In It Takes Ten, leaders from 10 of the industry’s top design houses share their thoughts on the creative process, sources of inspiration and the many diverging strategies that guide their work. In this section, Lift Aero Design sheds light on its panoramic approach.
“I was literally drawing airplane seats when I was 10 years old. My perplexed, yet ever composed, mother would reach over to my father and whisper, ‘psychotherapy,’” recalls Daniel Baron, founder and managing director of LIFT Aero Design. Baron opened LIFT in 2009 and has since worked on everything from startups and legacy carriers, to single-aisle refurbishments and superjumbo A380s. “We are possibly the only studio in Asia to have designed all four major pillars for an airline: brand, livery, cabin and uniform,” he says. “Not bad for a cheeky airplane geek from the ’burbs.”
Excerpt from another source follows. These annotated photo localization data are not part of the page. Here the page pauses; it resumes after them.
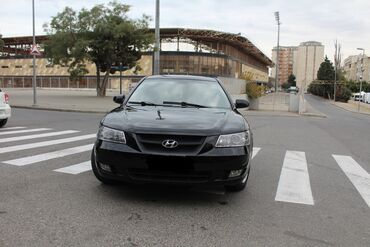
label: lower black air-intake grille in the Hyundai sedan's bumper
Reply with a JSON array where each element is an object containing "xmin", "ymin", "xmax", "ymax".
[{"xmin": 128, "ymin": 168, "xmax": 210, "ymax": 183}]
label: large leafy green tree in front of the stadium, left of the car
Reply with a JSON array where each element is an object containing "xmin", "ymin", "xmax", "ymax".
[{"xmin": 44, "ymin": 1, "xmax": 153, "ymax": 96}]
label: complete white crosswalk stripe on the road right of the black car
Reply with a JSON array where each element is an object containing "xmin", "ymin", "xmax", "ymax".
[{"xmin": 275, "ymin": 151, "xmax": 314, "ymax": 205}]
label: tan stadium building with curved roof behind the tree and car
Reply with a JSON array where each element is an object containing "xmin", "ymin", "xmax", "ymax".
[{"xmin": 0, "ymin": 28, "xmax": 273, "ymax": 90}]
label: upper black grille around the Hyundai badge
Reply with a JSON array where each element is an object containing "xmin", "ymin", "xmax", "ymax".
[{"xmin": 136, "ymin": 134, "xmax": 206, "ymax": 154}]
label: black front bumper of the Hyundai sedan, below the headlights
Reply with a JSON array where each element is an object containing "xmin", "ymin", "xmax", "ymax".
[{"xmin": 93, "ymin": 141, "xmax": 252, "ymax": 185}]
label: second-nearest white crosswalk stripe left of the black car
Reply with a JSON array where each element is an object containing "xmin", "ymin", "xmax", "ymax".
[{"xmin": 2, "ymin": 144, "xmax": 94, "ymax": 166}]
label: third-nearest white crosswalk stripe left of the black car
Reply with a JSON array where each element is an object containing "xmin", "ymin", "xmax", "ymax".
[{"xmin": 0, "ymin": 134, "xmax": 96, "ymax": 154}]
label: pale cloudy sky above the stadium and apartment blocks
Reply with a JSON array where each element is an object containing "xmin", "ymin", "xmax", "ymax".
[{"xmin": 0, "ymin": 0, "xmax": 370, "ymax": 61}]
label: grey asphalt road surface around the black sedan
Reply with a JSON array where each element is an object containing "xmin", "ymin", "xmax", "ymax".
[{"xmin": 0, "ymin": 97, "xmax": 370, "ymax": 247}]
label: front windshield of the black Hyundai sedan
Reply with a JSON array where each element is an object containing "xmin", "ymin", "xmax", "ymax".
[{"xmin": 128, "ymin": 78, "xmax": 231, "ymax": 108}]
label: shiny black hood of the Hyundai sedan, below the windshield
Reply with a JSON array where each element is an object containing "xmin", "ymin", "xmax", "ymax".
[{"xmin": 102, "ymin": 106, "xmax": 249, "ymax": 136}]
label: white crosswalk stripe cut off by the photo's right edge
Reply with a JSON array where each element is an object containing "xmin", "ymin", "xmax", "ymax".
[{"xmin": 333, "ymin": 154, "xmax": 370, "ymax": 207}]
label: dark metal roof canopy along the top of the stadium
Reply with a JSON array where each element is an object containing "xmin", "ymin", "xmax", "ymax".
[{"xmin": 2, "ymin": 28, "xmax": 273, "ymax": 66}]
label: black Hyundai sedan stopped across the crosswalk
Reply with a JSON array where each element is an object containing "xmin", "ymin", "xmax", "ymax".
[{"xmin": 91, "ymin": 75, "xmax": 253, "ymax": 191}]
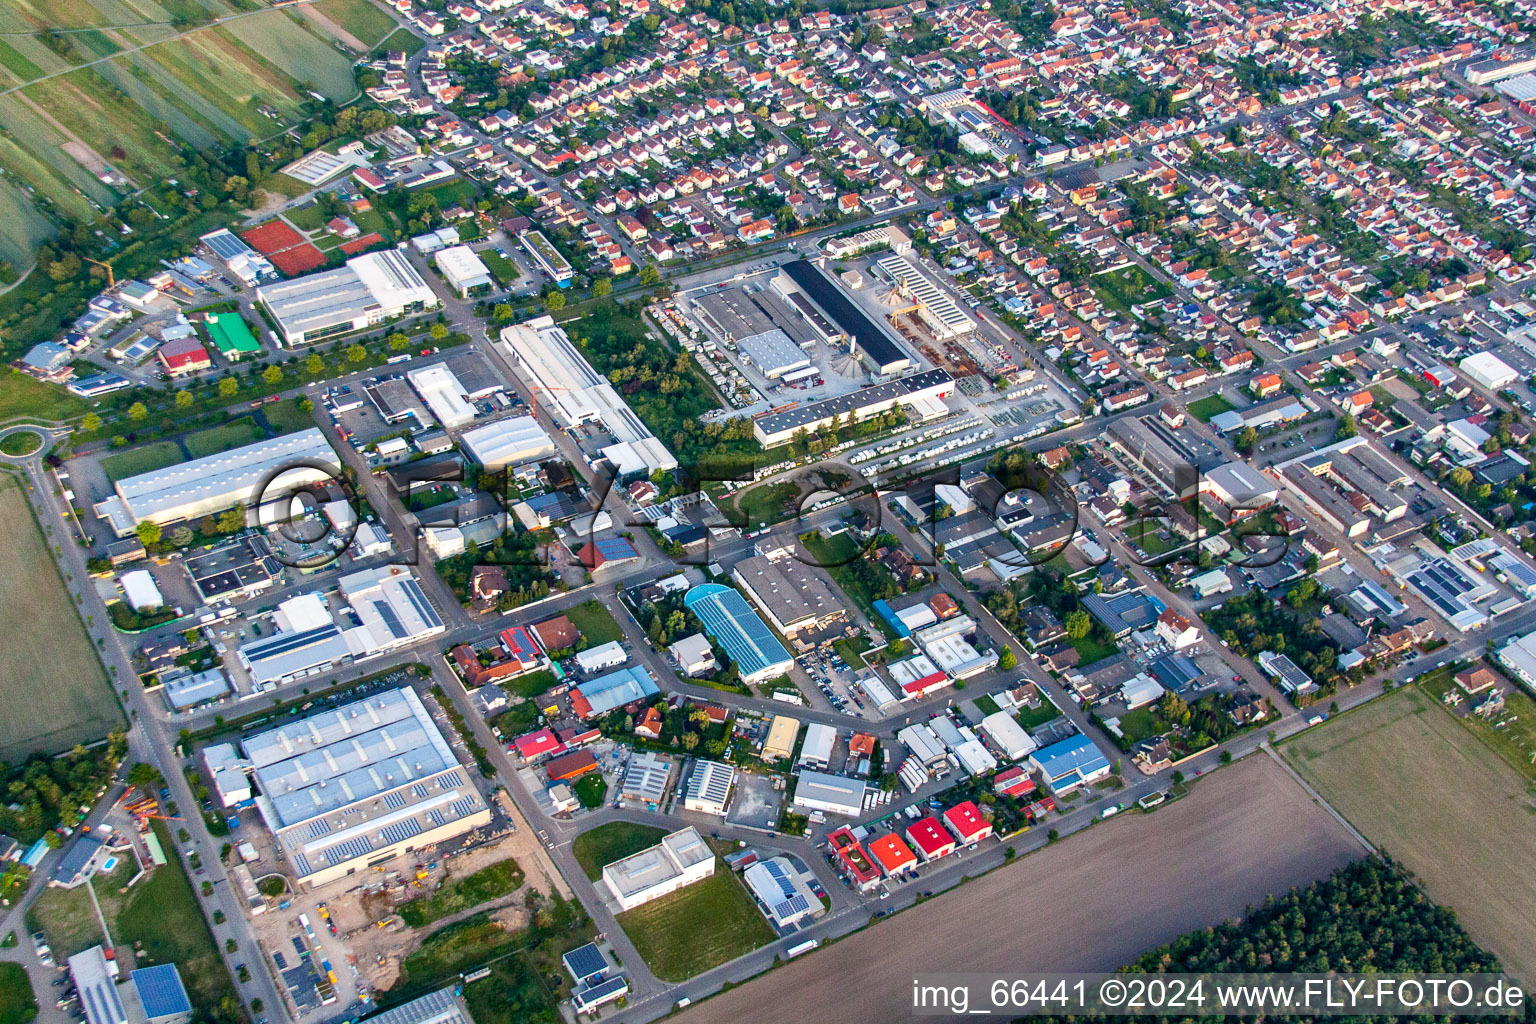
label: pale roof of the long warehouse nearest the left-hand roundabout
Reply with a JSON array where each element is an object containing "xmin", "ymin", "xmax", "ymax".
[{"xmin": 105, "ymin": 427, "xmax": 341, "ymax": 522}]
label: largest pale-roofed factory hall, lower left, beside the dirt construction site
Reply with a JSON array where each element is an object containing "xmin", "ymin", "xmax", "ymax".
[{"xmin": 243, "ymin": 688, "xmax": 490, "ymax": 886}]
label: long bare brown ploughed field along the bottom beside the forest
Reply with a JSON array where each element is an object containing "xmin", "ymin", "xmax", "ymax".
[{"xmin": 676, "ymin": 754, "xmax": 1364, "ymax": 1024}]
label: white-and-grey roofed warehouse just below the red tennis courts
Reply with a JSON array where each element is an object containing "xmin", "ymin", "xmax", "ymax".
[{"xmin": 257, "ymin": 249, "xmax": 438, "ymax": 345}]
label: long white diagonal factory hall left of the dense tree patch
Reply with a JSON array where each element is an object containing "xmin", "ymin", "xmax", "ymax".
[{"xmin": 498, "ymin": 316, "xmax": 677, "ymax": 476}]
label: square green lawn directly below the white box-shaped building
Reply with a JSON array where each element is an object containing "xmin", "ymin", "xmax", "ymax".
[{"xmin": 617, "ymin": 858, "xmax": 776, "ymax": 981}]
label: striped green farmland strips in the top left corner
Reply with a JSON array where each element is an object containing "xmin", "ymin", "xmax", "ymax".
[{"xmin": 0, "ymin": 0, "xmax": 359, "ymax": 269}]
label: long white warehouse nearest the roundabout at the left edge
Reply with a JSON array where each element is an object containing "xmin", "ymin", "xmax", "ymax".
[{"xmin": 95, "ymin": 427, "xmax": 341, "ymax": 537}]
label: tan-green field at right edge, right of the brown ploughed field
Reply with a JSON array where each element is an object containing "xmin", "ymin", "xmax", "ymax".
[{"xmin": 1281, "ymin": 686, "xmax": 1536, "ymax": 984}]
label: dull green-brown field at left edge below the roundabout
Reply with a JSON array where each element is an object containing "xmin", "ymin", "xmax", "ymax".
[{"xmin": 0, "ymin": 474, "xmax": 123, "ymax": 761}]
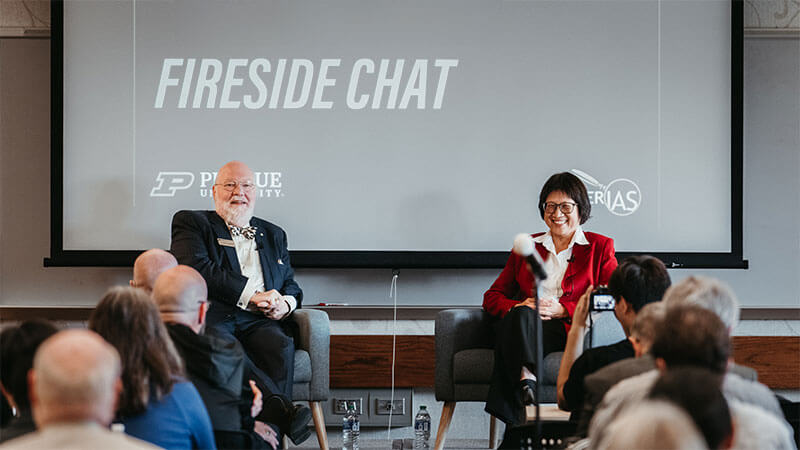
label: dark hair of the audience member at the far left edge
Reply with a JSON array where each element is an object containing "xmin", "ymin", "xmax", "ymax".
[{"xmin": 0, "ymin": 319, "xmax": 58, "ymax": 411}]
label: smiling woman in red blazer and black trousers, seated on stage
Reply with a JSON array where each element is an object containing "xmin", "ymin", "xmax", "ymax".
[{"xmin": 483, "ymin": 172, "xmax": 617, "ymax": 425}]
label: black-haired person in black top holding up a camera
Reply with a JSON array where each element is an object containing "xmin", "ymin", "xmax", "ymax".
[{"xmin": 556, "ymin": 255, "xmax": 670, "ymax": 419}]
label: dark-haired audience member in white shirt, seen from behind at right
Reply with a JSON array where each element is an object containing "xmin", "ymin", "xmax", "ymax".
[{"xmin": 589, "ymin": 304, "xmax": 793, "ymax": 448}]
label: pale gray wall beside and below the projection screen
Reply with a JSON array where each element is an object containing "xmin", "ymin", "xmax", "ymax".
[{"xmin": 0, "ymin": 38, "xmax": 800, "ymax": 314}]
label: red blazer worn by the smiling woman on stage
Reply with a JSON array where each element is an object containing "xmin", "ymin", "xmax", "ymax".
[{"xmin": 483, "ymin": 232, "xmax": 617, "ymax": 331}]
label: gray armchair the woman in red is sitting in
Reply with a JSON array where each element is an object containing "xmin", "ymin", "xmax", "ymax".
[{"xmin": 434, "ymin": 308, "xmax": 625, "ymax": 450}]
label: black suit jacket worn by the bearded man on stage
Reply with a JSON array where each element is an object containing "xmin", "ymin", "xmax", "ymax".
[{"xmin": 170, "ymin": 211, "xmax": 303, "ymax": 309}]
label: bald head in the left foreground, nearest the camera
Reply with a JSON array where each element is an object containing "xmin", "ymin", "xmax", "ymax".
[{"xmin": 30, "ymin": 330, "xmax": 120, "ymax": 427}]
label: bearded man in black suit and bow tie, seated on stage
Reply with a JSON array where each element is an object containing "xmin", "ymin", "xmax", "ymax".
[{"xmin": 170, "ymin": 161, "xmax": 311, "ymax": 443}]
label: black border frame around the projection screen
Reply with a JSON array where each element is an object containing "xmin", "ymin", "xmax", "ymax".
[{"xmin": 44, "ymin": 0, "xmax": 748, "ymax": 269}]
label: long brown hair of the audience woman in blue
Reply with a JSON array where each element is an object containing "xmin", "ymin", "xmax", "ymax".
[{"xmin": 89, "ymin": 287, "xmax": 183, "ymax": 417}]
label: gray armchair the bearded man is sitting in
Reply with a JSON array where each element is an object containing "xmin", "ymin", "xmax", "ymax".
[{"xmin": 284, "ymin": 309, "xmax": 331, "ymax": 450}]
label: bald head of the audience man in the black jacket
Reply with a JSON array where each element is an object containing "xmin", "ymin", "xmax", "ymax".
[{"xmin": 153, "ymin": 265, "xmax": 208, "ymax": 331}]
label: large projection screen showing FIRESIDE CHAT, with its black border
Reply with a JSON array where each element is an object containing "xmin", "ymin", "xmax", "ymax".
[{"xmin": 45, "ymin": 0, "xmax": 746, "ymax": 267}]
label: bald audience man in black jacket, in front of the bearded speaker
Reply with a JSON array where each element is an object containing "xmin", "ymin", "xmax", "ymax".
[{"xmin": 153, "ymin": 265, "xmax": 278, "ymax": 449}]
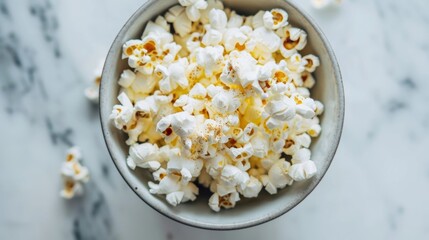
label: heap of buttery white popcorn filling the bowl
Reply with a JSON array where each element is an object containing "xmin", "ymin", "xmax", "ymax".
[{"xmin": 110, "ymin": 0, "xmax": 323, "ymax": 211}]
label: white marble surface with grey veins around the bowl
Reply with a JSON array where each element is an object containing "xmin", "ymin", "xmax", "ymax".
[{"xmin": 0, "ymin": 0, "xmax": 429, "ymax": 240}]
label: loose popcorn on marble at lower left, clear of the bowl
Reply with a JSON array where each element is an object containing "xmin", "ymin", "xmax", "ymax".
[{"xmin": 60, "ymin": 147, "xmax": 89, "ymax": 199}]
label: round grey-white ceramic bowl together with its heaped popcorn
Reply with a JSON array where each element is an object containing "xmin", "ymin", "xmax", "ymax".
[{"xmin": 100, "ymin": 0, "xmax": 344, "ymax": 229}]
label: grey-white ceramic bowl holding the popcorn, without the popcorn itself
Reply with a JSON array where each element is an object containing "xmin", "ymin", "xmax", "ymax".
[{"xmin": 100, "ymin": 0, "xmax": 344, "ymax": 230}]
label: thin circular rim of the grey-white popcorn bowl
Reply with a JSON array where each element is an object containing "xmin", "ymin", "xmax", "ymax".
[{"xmin": 99, "ymin": 0, "xmax": 345, "ymax": 230}]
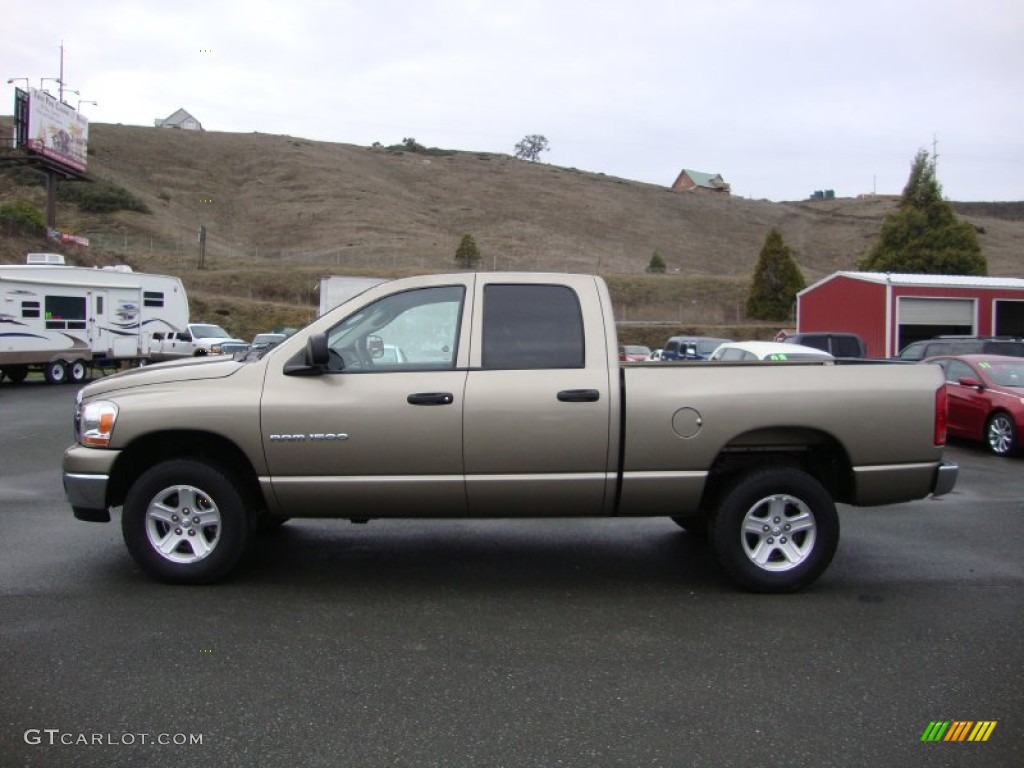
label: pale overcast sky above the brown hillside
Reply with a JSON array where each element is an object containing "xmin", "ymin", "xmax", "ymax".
[{"xmin": 0, "ymin": 0, "xmax": 1024, "ymax": 201}]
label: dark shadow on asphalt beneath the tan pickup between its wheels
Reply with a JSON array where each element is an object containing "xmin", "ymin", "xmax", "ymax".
[{"xmin": 231, "ymin": 519, "xmax": 733, "ymax": 593}]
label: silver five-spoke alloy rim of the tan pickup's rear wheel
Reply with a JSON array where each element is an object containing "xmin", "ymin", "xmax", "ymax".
[{"xmin": 740, "ymin": 494, "xmax": 817, "ymax": 571}]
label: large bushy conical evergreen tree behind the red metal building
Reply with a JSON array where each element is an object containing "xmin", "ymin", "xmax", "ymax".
[{"xmin": 857, "ymin": 150, "xmax": 988, "ymax": 274}]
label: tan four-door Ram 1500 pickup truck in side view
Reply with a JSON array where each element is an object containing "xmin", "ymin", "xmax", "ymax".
[{"xmin": 63, "ymin": 272, "xmax": 957, "ymax": 592}]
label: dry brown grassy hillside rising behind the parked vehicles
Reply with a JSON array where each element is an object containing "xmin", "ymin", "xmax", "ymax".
[{"xmin": 0, "ymin": 120, "xmax": 1024, "ymax": 343}]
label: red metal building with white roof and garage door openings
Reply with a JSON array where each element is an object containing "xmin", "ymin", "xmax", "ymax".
[{"xmin": 797, "ymin": 272, "xmax": 1024, "ymax": 357}]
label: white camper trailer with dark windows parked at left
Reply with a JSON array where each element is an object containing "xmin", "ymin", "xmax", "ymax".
[{"xmin": 0, "ymin": 260, "xmax": 188, "ymax": 384}]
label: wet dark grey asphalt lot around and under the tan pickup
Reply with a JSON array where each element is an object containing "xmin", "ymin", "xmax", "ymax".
[{"xmin": 0, "ymin": 383, "xmax": 1024, "ymax": 767}]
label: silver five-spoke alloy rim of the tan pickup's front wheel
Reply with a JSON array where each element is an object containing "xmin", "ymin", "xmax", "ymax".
[{"xmin": 145, "ymin": 485, "xmax": 221, "ymax": 564}]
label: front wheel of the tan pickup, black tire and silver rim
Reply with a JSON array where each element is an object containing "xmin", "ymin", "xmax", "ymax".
[{"xmin": 121, "ymin": 459, "xmax": 251, "ymax": 584}]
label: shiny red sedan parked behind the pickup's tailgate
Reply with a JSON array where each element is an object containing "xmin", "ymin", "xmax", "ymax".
[{"xmin": 923, "ymin": 354, "xmax": 1024, "ymax": 456}]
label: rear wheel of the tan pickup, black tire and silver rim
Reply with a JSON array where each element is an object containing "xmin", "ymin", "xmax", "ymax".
[{"xmin": 710, "ymin": 468, "xmax": 839, "ymax": 593}]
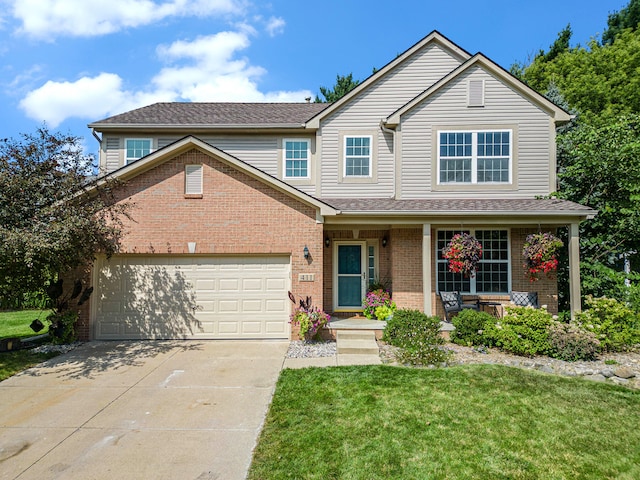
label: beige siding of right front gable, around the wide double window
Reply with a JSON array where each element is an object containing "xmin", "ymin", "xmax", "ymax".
[{"xmin": 401, "ymin": 67, "xmax": 554, "ymax": 199}]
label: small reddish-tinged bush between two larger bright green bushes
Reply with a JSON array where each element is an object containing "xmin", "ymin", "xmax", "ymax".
[{"xmin": 549, "ymin": 322, "xmax": 600, "ymax": 362}]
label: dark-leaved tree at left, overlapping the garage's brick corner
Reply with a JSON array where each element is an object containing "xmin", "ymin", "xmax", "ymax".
[{"xmin": 0, "ymin": 127, "xmax": 129, "ymax": 308}]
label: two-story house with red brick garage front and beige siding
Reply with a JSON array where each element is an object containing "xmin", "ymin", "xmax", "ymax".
[{"xmin": 80, "ymin": 31, "xmax": 595, "ymax": 339}]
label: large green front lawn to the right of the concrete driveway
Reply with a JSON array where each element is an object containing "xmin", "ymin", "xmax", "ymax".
[{"xmin": 249, "ymin": 365, "xmax": 640, "ymax": 480}]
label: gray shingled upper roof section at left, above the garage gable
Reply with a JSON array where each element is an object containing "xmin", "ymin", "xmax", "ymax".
[{"xmin": 89, "ymin": 102, "xmax": 330, "ymax": 127}]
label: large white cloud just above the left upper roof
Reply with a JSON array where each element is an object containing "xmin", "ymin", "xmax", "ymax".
[{"xmin": 20, "ymin": 29, "xmax": 312, "ymax": 128}]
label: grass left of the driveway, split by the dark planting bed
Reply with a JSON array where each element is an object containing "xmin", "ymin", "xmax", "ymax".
[{"xmin": 0, "ymin": 310, "xmax": 59, "ymax": 381}]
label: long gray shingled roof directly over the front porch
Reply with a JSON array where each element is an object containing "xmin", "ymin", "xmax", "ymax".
[{"xmin": 321, "ymin": 198, "xmax": 596, "ymax": 215}]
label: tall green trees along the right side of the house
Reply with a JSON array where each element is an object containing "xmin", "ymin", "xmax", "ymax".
[{"xmin": 512, "ymin": 0, "xmax": 640, "ymax": 310}]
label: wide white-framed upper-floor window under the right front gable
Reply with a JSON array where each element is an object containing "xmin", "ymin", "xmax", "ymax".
[{"xmin": 438, "ymin": 130, "xmax": 513, "ymax": 184}]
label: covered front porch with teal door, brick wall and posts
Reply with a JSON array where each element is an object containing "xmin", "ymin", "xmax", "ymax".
[{"xmin": 323, "ymin": 224, "xmax": 580, "ymax": 322}]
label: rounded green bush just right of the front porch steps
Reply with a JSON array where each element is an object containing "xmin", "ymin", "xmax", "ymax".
[{"xmin": 382, "ymin": 309, "xmax": 451, "ymax": 365}]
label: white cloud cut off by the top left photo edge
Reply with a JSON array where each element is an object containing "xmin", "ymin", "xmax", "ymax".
[{"xmin": 11, "ymin": 0, "xmax": 244, "ymax": 40}]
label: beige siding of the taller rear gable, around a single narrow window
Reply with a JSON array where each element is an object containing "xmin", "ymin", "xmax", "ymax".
[{"xmin": 319, "ymin": 43, "xmax": 461, "ymax": 197}]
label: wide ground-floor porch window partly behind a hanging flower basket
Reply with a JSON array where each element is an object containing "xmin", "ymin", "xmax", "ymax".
[{"xmin": 436, "ymin": 229, "xmax": 510, "ymax": 294}]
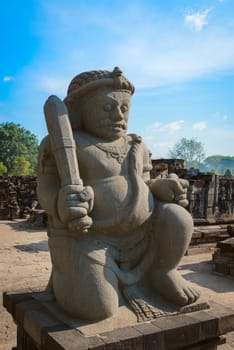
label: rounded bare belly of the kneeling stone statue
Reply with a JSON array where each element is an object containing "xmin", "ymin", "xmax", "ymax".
[{"xmin": 90, "ymin": 176, "xmax": 154, "ymax": 235}]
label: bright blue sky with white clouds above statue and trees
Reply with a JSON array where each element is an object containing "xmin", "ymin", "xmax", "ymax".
[{"xmin": 0, "ymin": 0, "xmax": 234, "ymax": 158}]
Since 2017, Baron has been joined by design partner Aaron Samuel Yong who, though admits to his own form of childhood geekery, says, “Lie-flat business-class seats didn’t grace my sketchbooks until I was at least 15.” Together, Baron says, “We’re on our way to conquering the airline universe.”
Baron is based in Tokyo and Yong in Singapore, but that’s not the only thing that separates them from the locus of design in London. “We have less emphasis on industrial design but a wider scope of work within the airline world,” Baron says. “The result is quite a deep and complete understanding of airlines. Clients are sometimes surprised that we already grasp their problems and know the right questions to ask from the get-go.”
This type of big picture thinking is especially useful for airlines short on time, resources or knowledge, the last of which can be the case when someone from outside the industry is at the helm of an upstart carrier. “We can immediately anticipate the process and tasks involved for each area, the order of priorities, the relevant suppliers and their lead times, regulatory issues, cost issues, etc.”
Baron points to HK Express, an airline for which LIFT overhauled brand, livery, cabin and uniform, with the goal of establishing it as Hong Kong’s hometown LCC and differentiating it from its sister carrier, Hong Kong Airlines. New cabins could be installed on the aircraft the carrier had on order, but improvements had to be implemented piecemeal over time on existing aircraft that could not be taken out of service. “It was an exotic puzzle of pieces morphing and moving as you went along,” Baron says.
An all-encompassing mindset enables LIFT to see the hidden opportunities in narrower briefs, as well. In the case of the Philippine Airlines (PAL) contract, for which LIFT designed its A350 cabins, multicolored mood lighting was used to generate ancillary revenue for the first time – in addition to “sunset” and “fiesta” settings, passengers could pre-book special “celebration” lighting for birthdays or anniversaries. “Fortunately, the results exceeded expectations,” Baron says. “They literally get oohs and aahs from passengers and crew.”